Misalnya set tahun enam puluhan di Indonesia, tetapi memakai nama kekinian.
Bisa juga karena asal-usul atau leluhur si tokoh kurang sesuai. Keturunan raja
atau bangsawan biasanya punya aturan tertentu dalam pemberian nama. Jika
terjadi penyimpangan, tentu ada alasan tertentu yang bisa jadi detail menarik
untuk naskah kalian. Atau, jika si tokoh dinamai persis seperti seorang figur
publik, bisa jadi karena orang tuanya memiliki kenangan tertentu dan ingin
anaknya sesukses si figur publik.
Seorang
wanita Kaukasia bernama Deborah atau Amanda mungkin terdengar lazim, tetapi
bagaimana jika dia bernama Ajeng atau Dewi atau Laras? Kalian tidak bisa asal
memakai nama tersebut hanya karena kalian suka. Tentu ada alasan tertentu yang
melatari munculnya nama tersebut untuk seorang wanita Kaukasia. Ini bisa jadi
cerita. Misalnya, si tokoh tengah berselancar di internet dan menemukan sebuah
video tentang budaya Jawa. Ia memutuskan untuk mempelajari topik tersebut,
mendalaminya langsung di Indonesia. Ketika belajar, ia menemukan nama-nama
gadis Jawa yang menarik minatnya, lalu memilih salah satu untuk dirinya sendiri.
Sama halnya
dengan nama panggilan si tokoh. Kalian bisa saja — jika perlu — menyiapkan satu
bab khusus membahas nama panggilan. Bagaimana bisa sampai nama panggilan itu
muncul? Biasanya berkaitan dengan masa kecil si tokoh. Siapa saja yang memanggil
si tokoh dengan sebutan itu? Apakah ada nama panggilan lain ketika si tokoh
beranjak remaja/dewasa? Banyak hal yang bisa diceritakan.
Nama tidak
mesti harus sesuai dengan karakter si tokoh. Misal si tokoh adalah gadis manis
nan kalem. Rata-rata karakter seperti itu akan dinamai Linda, Putri, Wulan atau
nama-nama yang senada. Akan tetapi, bagaimana jika kita namai si gadis manis
ini dengan Tristan atau Rama? Seperti nama cowok, ya? Tidak apa-apa, asal ada
latar belakangnya.
Menarik,
bukan?
Jadi,
silakan kalian berkreasi dengan nama tokoh-tokoh yang kalian ciptakan.
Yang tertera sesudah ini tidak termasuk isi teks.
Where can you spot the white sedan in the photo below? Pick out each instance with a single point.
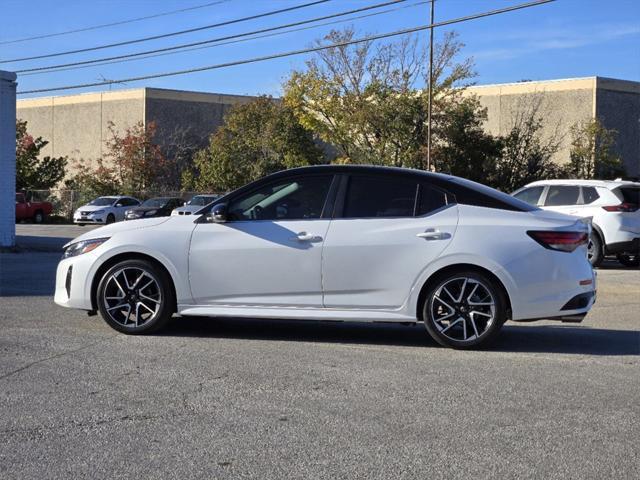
(347, 243)
(104, 210)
Bebas,
asal kalian bisa bertanggung jawab dengan apa yang telah kalian tulis. Sebab,
ini bukan soal pantas atau tidaknya sebuah nama disematkan, melainkan kisah apa
yang hendak kalian sajikan melalui nama-nama tersebut.
Selamat
menulis.
Salam
lemper, eh, cilok.
PS: Artikel pertama tayang di Kompasiana.